2020-06-08 Meeting: Introductions and Brainstorming

Meeting Notes

Table of Contents

ACTION ITEMS:

Agenda

Introductions
Review of Working Group Charter and Logistics
Brainstorming
Review documents completed prior to this meeting: Current Approaches to Providing Search APIs and Needs of Consumers and Applications

Meeting Materials

Notes

Introductions

Name, Organization, 1-2 sentences on what you hope to get from the group. Introductions need to remain short to avoid having them take up the majority of the meeting. Please share the critical aspects that draw you to participate in the group.

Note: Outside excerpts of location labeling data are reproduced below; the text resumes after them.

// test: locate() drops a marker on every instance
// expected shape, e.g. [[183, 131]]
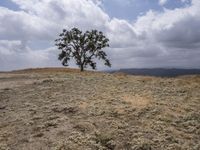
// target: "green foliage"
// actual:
[[83, 47]]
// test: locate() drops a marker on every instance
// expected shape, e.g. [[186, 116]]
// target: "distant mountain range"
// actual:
[[159, 72]]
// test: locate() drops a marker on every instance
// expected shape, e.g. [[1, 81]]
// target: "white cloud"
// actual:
[[162, 2], [156, 39]]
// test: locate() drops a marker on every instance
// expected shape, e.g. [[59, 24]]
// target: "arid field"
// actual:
[[63, 109]]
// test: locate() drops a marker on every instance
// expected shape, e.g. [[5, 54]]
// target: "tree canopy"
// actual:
[[82, 47]]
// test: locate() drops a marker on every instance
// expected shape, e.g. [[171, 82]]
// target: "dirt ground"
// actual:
[[63, 109]]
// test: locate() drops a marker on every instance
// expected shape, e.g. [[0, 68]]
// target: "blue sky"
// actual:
[[142, 33]]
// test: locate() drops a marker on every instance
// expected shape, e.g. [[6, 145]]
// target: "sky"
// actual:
[[142, 33]]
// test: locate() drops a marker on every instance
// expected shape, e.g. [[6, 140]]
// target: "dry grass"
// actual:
[[62, 109]]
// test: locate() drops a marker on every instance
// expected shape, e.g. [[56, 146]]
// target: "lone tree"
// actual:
[[83, 47]]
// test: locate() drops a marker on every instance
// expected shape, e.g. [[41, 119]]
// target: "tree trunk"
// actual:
[[82, 68]]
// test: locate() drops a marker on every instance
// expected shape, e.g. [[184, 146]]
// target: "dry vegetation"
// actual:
[[63, 109]]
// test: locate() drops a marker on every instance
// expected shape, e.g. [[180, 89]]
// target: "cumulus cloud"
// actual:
[[162, 2], [156, 39]]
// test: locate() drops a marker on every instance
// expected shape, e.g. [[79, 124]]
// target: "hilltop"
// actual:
[[62, 109]]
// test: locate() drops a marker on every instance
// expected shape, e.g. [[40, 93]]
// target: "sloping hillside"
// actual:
[[63, 109]]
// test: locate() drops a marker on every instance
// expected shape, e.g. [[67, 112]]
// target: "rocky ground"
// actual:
[[63, 109]]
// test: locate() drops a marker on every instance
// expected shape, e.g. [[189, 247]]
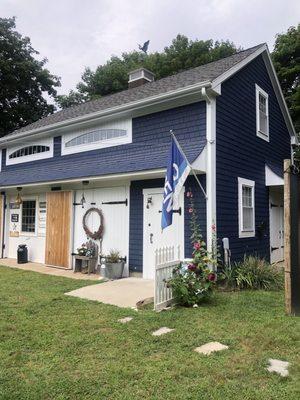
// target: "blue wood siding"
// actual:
[[148, 150], [240, 153], [136, 217]]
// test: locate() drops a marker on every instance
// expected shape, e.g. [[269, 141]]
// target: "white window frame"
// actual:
[[31, 198], [125, 124], [262, 135], [241, 183], [31, 157]]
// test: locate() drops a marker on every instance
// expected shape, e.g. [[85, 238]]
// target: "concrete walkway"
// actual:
[[44, 269], [122, 292]]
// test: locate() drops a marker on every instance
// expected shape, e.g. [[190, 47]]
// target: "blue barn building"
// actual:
[[232, 122]]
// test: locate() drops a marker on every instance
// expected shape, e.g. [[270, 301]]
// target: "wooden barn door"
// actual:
[[58, 229]]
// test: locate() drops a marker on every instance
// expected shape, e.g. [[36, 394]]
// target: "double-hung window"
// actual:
[[28, 216], [262, 113], [246, 207]]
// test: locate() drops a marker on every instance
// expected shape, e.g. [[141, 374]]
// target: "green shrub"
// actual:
[[192, 284], [253, 273]]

E. Lynette Rayle (Cornell) - Two pain points: 1) Differing methods for accessing authorities requiring one-off coding, 2) Getting back enough information to be able to display results to end users in a meaningful way.
Justin Littman (Stanford) - Desire to code as little as possible and be able to access authorities.
Christine Fernsebner Eslao (Harvard) - Continue with work begun in LD4P2. Would like to see various lookups standardized with a goal of better usability. Would like to see reconciliation automated.
Nancy Fallgren (NIH) - Hoping to create more authorities. Want to make more available through RDF. Want them to be usable.
Tiziana Possemato (Casalini) - Make connections with other groups and be on positive terms with others. My invite technician to join when needed.
Kirk Hess (OCLC) - Worked in research previously with LOC. Worked on high availability and throughput. Looking to bring experience with LOC and new connections with OCLC.
Jeremy Nelson (Stanford) - Works on Sinopia Editor. Hopes to minimize code and interested in seeing how this supports a diverse set of authorities.
Steven Folsom (Cornell) - Coordinator of metadata design; As a consumer, want any tool creating metadata to be able to tie into everything you want where data looks similar and easier to co-index.
Kevin Ford (LOC) - Has served in roles as a producer, publisher, and consumer.
John Graybeal (Bioportal): consumer (Cedar), producer (Bioportal); Cedar is a consumer of Bioportal
John Chapman (OCLC): entity management infrastructure project; producer/consumer; possible implications for VIAF or other projects.
Rob Sanderson (currently independent, Yale in September): vocabulary management (currently working Arches); integrations that are not system-specific
Lydia Pintscher (Wikimedia Deutschland): product management for Wikidata. Here to address questions about wikipedia.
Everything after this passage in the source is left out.